Les adolescents, en raison de leur entrée tardive dans l'adultité, de la déconstruction des rites sociaux d'initiation, de la nostalgie adulte de l'adolescence, sont à la peine, souvent, pour construire leur nouvelle identité et assumer leur nouveau corps. Les adultes ne reconnaissent pas en eux, le plus souvent, ce qu'ils ont été, confrontés qu'ils sont à des langages qu'ils ne comprennent plus, aux formes innovantes de communication numérique, à des comportements choquants voire inquiétants : rejet systématique de l'autorité, excentricités vestimentaires, choix musicaux, conduites à risque : imprudences sur la route, consommation excessive d'alcool ou de stupéfiants, hétéro- et auto-violence gratuites, tentatives de suicide, etc.
L'éthosémioticien s'efforce de mettre à distance la tentation de la démission sémiotique en s'attachant à donner du sens aux discours et comportements adolescents, et en en modélisant l'engendrement à partir du corps et du psychisme en mutation, les instances de base.
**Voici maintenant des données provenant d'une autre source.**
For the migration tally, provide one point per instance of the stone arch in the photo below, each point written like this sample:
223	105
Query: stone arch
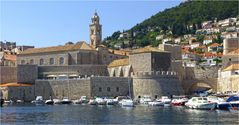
128	71
120	72
112	72
192	85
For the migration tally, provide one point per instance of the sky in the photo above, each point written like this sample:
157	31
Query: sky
43	23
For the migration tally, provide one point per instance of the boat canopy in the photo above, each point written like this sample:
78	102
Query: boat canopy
233	98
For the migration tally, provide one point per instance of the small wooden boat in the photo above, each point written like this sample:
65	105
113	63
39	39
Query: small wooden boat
127	103
66	100
92	102
200	103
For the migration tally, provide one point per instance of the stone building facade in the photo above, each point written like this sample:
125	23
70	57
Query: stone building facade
95	31
90	87
75	70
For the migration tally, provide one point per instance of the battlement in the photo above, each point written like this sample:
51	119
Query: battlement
167	74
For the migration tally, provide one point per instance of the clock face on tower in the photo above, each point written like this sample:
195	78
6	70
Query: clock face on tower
95	31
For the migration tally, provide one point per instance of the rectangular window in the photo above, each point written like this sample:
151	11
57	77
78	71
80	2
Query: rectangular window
108	89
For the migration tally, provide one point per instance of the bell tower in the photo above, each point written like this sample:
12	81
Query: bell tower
95	31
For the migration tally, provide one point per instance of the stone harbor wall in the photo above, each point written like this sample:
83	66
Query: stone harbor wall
27	73
228	84
88	70
7	74
73	88
14	93
110	86
156	84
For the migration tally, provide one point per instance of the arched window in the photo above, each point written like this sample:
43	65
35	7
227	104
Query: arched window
41	61
61	61
52	61
108	89
22	61
100	89
32	61
117	89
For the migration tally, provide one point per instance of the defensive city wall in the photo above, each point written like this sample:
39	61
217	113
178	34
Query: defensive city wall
90	87
156	84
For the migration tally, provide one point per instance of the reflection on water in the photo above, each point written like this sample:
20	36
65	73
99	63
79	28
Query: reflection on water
76	114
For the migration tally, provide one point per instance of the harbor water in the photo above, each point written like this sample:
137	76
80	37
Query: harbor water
89	114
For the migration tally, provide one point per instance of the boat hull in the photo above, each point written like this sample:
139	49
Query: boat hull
209	106
49	102
66	102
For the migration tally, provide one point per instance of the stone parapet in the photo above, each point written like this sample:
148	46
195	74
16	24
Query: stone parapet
163	74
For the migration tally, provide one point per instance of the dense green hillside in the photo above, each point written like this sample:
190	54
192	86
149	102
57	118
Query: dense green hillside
175	22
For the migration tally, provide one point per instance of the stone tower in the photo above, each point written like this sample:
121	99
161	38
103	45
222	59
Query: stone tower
95	31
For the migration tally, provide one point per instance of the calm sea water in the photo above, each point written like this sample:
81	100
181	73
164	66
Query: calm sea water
87	114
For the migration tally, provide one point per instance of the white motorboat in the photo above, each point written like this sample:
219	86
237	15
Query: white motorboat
145	100
200	103
57	101
179	100
66	100
84	99
92	102
49	102
127	103
19	101
39	100
156	103
100	101
165	100
78	101
110	101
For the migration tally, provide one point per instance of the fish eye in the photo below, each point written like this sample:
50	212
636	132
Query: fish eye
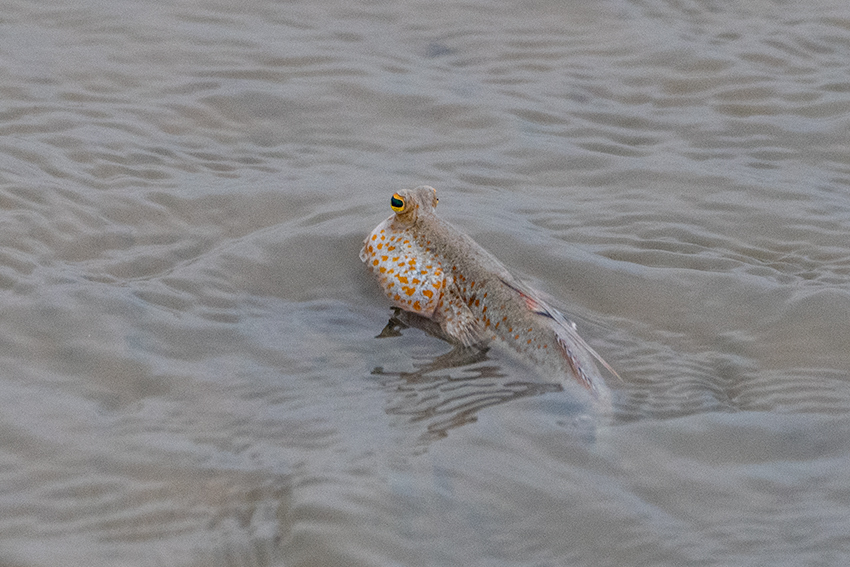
397	203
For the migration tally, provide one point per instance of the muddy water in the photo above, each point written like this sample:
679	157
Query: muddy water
189	368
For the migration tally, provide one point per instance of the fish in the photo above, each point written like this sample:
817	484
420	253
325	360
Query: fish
429	267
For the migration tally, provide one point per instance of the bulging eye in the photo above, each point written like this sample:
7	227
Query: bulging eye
397	203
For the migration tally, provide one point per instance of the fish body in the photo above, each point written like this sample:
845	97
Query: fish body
427	266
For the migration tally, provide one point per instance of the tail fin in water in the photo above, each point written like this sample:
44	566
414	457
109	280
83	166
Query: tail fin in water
568	339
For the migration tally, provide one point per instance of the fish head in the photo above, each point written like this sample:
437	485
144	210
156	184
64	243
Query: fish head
411	204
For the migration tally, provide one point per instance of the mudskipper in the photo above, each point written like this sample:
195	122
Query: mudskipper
428	267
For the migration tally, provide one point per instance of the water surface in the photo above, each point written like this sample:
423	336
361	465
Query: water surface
189	368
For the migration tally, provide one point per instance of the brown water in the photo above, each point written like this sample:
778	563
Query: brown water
189	373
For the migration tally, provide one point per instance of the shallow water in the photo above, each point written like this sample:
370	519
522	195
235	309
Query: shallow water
189	368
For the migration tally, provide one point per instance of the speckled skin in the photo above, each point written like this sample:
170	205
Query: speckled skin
427	266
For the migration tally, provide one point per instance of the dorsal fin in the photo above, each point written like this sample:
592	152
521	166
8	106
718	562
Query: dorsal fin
565	331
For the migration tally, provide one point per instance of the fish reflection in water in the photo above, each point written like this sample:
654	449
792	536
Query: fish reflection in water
444	399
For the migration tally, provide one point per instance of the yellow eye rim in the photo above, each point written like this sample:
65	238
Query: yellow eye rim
397	203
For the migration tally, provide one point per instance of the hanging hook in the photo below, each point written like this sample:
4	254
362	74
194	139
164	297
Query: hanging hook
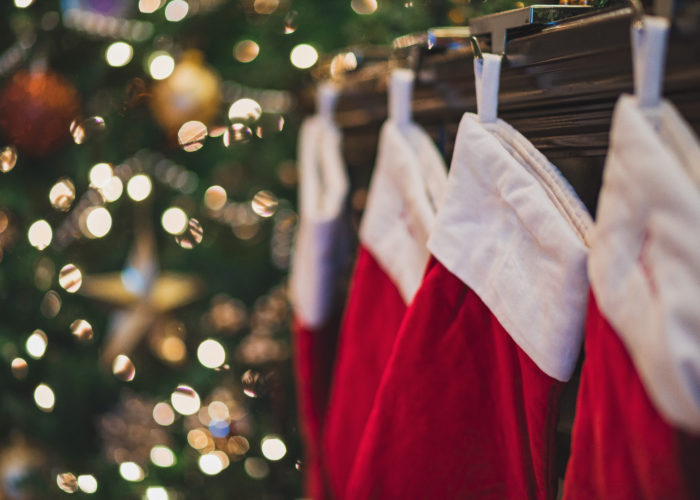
476	50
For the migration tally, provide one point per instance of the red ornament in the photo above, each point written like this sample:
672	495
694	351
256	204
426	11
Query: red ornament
36	109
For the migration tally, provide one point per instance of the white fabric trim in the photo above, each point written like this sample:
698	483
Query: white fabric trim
645	257
321	242
512	229
407	186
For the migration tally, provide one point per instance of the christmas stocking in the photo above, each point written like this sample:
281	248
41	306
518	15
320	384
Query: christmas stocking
320	251
467	406
407	184
637	429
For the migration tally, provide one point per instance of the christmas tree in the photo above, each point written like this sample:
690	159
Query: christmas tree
147	213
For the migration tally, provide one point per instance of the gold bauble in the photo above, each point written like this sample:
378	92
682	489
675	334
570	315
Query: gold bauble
191	92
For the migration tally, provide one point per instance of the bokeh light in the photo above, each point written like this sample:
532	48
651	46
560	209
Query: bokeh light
264	203
291	22
185	400
193	235
62	194
176	10
149	6
191	135
19	368
215	198
123	368
40	234
237	133
253	383
44	397
162	456
119	54
273	448
139	187
265	7
211	353
246	51
131	471
161	65
210	464
174	220
244	110
86	129
87	483
36	344
67	482
70	278
303	56
98	222
364	7
82	330
8	159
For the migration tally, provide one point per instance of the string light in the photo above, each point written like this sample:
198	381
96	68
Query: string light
303	56
176	10
211	353
40	234
161	65
149	6
131	471
44	397
87	483
139	187
119	54
36	344
273	448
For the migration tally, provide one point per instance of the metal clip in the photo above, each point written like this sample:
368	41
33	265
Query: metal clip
497	25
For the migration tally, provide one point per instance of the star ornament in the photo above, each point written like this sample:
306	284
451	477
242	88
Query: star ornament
142	295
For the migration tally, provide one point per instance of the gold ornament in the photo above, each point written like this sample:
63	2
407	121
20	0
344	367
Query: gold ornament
191	92
144	295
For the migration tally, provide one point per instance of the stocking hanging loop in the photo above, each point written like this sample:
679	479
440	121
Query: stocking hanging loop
487	73
400	95
649	36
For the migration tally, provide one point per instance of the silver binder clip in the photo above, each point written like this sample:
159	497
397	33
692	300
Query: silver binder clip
497	25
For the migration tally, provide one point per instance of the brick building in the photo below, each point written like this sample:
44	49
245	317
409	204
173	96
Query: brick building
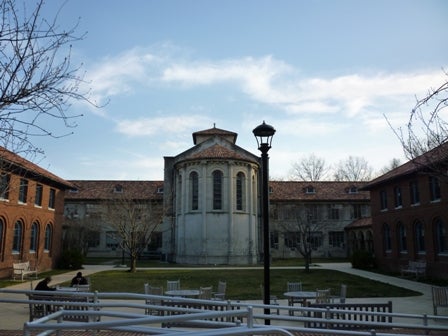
409	214
31	213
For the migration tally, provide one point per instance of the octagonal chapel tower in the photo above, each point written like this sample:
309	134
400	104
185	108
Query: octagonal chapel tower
211	202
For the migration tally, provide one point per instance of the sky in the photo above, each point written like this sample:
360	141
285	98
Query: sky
334	78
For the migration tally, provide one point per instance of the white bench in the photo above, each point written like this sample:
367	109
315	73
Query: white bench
414	267
439	297
23	269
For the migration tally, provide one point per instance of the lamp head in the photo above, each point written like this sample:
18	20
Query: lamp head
264	134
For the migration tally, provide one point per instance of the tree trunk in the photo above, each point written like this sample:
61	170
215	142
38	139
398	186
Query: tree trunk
133	268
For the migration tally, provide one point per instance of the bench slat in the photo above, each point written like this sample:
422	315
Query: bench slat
355	312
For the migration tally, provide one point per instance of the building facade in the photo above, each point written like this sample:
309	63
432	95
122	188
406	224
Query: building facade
210	198
31	213
211	202
409	215
314	213
89	227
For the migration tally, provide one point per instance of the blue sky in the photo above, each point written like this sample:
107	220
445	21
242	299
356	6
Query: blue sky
323	73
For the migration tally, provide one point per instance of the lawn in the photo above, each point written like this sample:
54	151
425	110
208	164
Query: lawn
243	283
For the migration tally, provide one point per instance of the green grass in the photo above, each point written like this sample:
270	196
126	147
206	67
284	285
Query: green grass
244	284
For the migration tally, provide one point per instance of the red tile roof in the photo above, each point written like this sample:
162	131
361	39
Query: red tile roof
360	223
15	163
220	152
215	131
422	162
103	190
324	191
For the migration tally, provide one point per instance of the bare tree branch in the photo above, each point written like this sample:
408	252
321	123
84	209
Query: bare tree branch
426	132
134	221
38	82
310	168
353	169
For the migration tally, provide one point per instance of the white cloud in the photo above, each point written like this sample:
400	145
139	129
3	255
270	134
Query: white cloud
264	80
160	125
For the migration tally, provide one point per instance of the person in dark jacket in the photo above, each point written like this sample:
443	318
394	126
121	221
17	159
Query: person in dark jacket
78	280
43	285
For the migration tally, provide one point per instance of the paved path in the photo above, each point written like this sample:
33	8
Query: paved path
12	316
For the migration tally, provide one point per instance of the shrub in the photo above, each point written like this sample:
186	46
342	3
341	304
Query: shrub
71	259
362	259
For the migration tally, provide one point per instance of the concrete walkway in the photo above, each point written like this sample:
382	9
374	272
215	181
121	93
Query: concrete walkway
13	316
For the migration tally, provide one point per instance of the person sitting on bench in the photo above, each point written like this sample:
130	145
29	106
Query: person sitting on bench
78	280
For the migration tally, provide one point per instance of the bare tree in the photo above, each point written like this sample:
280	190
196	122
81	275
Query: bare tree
353	169
309	168
134	222
304	231
424	139
394	163
38	82
78	232
426	127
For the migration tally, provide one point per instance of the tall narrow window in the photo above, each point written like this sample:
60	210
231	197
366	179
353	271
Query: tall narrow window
434	188
402	242
48	237
398	199
34	236
415	194
383	200
4	186
52	199
38	197
420	237
17	238
357	211
2	229
194	182
217	190
386	238
240	183
441	236
23	190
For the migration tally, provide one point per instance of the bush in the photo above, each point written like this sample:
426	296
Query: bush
71	259
362	259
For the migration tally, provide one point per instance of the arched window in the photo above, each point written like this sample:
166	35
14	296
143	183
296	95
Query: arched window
402	242
441	237
217	190
240	191
34	236
48	237
386	238
194	183
420	237
17	239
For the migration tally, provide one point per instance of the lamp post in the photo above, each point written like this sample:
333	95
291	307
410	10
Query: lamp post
264	133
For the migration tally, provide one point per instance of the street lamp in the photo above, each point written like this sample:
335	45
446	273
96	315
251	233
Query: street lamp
264	133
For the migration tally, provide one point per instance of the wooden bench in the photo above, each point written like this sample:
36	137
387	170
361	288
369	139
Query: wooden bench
199	306
414	267
349	315
22	269
439	297
55	302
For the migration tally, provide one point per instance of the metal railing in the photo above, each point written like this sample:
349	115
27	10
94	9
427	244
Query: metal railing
205	316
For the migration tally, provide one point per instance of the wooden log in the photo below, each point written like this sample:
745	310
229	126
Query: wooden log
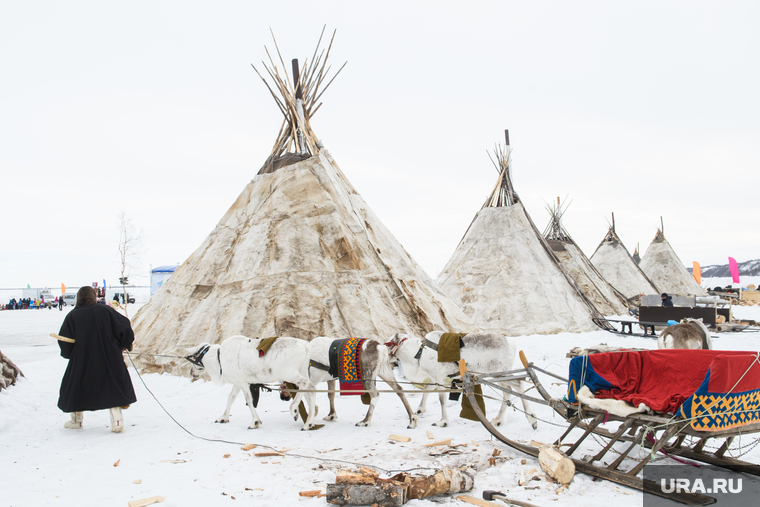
369	471
388	494
477	501
445	441
440	483
556	464
349	477
146	501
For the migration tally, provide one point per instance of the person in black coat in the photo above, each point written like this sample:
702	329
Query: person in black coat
96	377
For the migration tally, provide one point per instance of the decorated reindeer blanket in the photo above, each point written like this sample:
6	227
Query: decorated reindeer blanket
345	365
716	389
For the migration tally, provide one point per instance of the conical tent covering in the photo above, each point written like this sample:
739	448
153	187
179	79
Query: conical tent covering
298	254
666	270
616	265
606	299
504	275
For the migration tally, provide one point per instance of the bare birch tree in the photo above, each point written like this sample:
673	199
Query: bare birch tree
130	248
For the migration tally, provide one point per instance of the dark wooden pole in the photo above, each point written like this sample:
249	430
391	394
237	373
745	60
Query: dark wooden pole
296	76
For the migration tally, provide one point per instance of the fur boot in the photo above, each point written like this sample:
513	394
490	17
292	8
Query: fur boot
117	420
76	421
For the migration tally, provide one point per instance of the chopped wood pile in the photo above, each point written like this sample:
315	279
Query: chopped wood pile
9	372
365	487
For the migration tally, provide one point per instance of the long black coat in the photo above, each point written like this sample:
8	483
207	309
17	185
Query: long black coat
96	377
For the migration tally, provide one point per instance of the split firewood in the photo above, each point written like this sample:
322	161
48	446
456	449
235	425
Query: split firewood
369	471
440	483
349	477
386	494
446	441
146	501
478	501
556	464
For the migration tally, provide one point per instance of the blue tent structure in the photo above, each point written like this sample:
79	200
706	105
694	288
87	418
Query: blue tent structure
159	275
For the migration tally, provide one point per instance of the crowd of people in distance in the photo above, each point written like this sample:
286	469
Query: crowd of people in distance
27	303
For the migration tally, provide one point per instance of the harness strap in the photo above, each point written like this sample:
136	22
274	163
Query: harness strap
318	365
418	355
428	343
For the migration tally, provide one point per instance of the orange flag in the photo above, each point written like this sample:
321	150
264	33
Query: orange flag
697	272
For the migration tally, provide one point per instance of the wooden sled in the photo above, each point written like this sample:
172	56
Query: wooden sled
656	434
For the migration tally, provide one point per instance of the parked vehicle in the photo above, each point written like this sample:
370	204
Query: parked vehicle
68	299
130	298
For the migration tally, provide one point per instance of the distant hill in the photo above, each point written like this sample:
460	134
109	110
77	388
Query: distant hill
747	268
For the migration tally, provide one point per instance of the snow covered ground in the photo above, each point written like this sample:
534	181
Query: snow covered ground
201	463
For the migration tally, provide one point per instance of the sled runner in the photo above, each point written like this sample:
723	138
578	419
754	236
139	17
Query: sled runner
656	437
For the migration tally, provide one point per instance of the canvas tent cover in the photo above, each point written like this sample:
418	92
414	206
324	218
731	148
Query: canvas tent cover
615	264
665	269
591	282
504	279
298	254
604	297
159	276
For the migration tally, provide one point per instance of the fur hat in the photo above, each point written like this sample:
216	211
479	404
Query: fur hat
86	296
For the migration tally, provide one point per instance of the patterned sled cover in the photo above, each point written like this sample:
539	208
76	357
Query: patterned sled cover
719	389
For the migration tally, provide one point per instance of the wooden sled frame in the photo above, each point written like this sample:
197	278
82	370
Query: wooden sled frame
652	432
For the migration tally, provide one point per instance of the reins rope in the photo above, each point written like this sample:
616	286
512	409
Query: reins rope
386	471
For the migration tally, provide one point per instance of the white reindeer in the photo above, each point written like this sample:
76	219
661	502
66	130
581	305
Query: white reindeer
689	334
374	362
482	352
236	361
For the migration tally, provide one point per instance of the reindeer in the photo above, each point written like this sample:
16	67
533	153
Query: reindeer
236	361
689	334
482	352
374	362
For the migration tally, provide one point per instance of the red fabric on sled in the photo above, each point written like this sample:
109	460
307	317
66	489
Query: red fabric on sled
662	379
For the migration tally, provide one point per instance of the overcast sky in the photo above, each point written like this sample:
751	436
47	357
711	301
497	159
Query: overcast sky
645	109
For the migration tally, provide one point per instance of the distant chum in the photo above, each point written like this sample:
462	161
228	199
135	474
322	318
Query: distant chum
666	270
504	275
616	265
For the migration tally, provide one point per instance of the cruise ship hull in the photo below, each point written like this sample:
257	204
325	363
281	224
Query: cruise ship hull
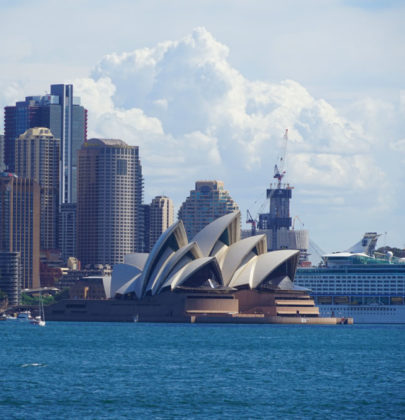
366	314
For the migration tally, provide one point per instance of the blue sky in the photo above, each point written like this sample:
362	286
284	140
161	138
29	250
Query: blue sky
206	89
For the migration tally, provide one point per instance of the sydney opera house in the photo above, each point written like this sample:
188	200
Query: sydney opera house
217	277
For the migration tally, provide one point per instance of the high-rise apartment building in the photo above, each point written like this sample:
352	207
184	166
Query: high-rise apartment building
158	216
2	166
10	276
67	230
59	111
206	203
161	214
20	224
37	157
109	205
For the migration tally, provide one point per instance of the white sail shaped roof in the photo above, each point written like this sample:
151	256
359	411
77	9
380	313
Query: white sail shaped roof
225	230
121	274
240	253
190	271
179	259
259	269
217	257
169	242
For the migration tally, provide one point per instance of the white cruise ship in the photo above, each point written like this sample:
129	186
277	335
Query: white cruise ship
357	283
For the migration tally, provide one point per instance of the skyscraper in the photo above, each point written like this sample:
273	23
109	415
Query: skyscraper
161	216
67	230
37	157
206	203
109	206
10	275
59	111
2	166
20	224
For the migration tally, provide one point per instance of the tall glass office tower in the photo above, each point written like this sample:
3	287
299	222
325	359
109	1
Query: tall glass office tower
109	205
62	113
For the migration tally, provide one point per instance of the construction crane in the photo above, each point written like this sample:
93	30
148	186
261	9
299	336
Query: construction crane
279	168
296	218
252	222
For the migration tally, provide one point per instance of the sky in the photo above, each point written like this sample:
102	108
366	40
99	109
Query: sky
207	88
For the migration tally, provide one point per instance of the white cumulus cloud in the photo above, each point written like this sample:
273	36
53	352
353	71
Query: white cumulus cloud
194	117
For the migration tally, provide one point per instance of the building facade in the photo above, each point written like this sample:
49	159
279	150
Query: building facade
207	202
59	111
37	157
161	216
109	207
67	230
10	276
2	165
20	224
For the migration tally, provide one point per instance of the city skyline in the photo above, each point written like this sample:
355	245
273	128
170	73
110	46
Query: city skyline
221	98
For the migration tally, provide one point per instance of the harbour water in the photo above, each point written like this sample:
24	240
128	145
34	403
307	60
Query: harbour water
165	371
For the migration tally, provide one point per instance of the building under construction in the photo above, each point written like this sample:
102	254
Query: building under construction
277	224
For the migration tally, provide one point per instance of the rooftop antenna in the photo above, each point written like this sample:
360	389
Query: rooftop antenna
279	167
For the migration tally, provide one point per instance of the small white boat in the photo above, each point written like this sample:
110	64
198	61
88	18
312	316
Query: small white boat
40	319
24	316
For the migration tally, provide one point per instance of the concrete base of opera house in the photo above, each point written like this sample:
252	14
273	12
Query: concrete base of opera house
202	306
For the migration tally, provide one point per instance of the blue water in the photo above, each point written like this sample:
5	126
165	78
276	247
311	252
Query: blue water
164	371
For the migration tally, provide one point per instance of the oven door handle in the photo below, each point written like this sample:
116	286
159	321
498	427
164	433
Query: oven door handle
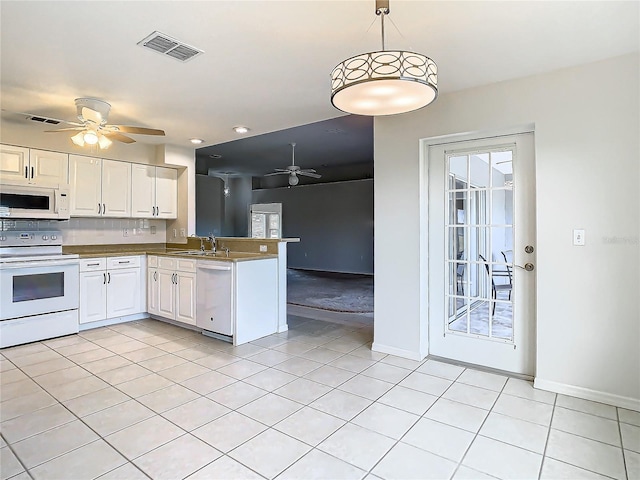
38	264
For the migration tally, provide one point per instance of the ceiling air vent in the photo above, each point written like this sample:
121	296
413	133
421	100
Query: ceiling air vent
166	45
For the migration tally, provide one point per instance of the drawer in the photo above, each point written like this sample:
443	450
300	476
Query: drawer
123	262
167	263
93	264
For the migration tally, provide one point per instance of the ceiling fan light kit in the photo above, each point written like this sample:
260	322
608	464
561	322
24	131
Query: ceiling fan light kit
294	170
385	82
93	128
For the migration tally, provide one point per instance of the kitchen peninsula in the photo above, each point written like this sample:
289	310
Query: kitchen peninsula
238	293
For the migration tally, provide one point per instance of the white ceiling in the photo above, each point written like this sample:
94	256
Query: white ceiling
267	63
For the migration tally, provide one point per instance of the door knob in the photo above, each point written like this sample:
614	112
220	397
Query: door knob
527	266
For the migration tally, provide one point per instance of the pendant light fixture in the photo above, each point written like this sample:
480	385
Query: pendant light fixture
385	82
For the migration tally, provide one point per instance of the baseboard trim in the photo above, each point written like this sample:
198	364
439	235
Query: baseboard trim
113	321
588	394
398	352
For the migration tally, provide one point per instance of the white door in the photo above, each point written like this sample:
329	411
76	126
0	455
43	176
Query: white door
49	168
85	180
14	164
143	191
166	294
153	291
166	192
116	189
123	292
481	231
93	296
186	297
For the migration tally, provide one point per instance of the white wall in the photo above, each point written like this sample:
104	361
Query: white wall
587	171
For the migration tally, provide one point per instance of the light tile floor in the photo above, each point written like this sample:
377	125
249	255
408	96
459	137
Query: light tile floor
148	399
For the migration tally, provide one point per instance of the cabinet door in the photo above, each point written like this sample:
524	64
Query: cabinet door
14	164
166	192
143	191
186	297
123	292
166	294
153	291
93	296
85	178
116	189
48	168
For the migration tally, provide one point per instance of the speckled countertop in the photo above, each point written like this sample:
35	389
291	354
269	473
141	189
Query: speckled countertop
174	250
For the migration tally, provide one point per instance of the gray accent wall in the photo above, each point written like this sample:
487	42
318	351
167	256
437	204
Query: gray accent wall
334	222
210	205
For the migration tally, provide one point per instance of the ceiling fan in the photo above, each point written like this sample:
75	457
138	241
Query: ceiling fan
293	170
93	128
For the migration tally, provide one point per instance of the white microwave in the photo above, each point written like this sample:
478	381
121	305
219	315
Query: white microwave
34	202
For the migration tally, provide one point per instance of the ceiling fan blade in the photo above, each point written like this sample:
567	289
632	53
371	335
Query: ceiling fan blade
91	115
118	137
70	129
42	118
138	130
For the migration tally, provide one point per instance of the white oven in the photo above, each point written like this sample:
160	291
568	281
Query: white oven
34	287
39	288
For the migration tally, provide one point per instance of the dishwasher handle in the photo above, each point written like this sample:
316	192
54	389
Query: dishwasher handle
215	267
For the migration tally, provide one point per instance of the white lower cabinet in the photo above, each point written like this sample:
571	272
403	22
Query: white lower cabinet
171	291
111	287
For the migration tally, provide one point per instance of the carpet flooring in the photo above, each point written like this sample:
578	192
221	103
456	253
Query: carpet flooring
336	292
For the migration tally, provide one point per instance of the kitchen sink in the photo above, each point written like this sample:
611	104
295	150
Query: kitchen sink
218	254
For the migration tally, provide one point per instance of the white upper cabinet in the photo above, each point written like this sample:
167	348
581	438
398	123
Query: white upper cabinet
116	189
154	192
143	191
30	166
166	192
85	180
99	188
48	168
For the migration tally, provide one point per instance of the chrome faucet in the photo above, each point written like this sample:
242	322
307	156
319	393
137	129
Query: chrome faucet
212	241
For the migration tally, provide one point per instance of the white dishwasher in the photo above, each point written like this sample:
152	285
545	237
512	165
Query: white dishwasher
214	304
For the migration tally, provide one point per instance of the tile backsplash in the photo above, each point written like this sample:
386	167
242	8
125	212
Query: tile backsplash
97	231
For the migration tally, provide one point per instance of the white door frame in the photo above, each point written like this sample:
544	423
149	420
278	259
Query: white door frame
425	144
Sont sollicités les acquis de la Sémiotique de l'École de Paris, mais aussi de la psychanalyse : ainsi, la découverte d'un puissant fantasme (celui d'auto-engendrement) éclaire-t-elle de manière originale le sens de bien des conduites apparemment insensées ouvrant de nouvelles perspectives de prévention et de thérapie.
Bien loin de noircir le tableau de l'adolescence actuelle, il s'agit certes d'en montrer les difficultés spécifiques, mais aussi de faire l'éloge de ses capacités créatives (ainsi en matière de langage), de valoriser la mise en oeuvre de moyens remarquables de résolution des tensions et des conflits : la découverte des fonctions profondes de l'écriture, l'usage bienveillant des réseaux sociaux, les échanges quasi-thérapeutiques entre adolescents dans les forums des sites dédiés en sont autant d'exemples convaincants.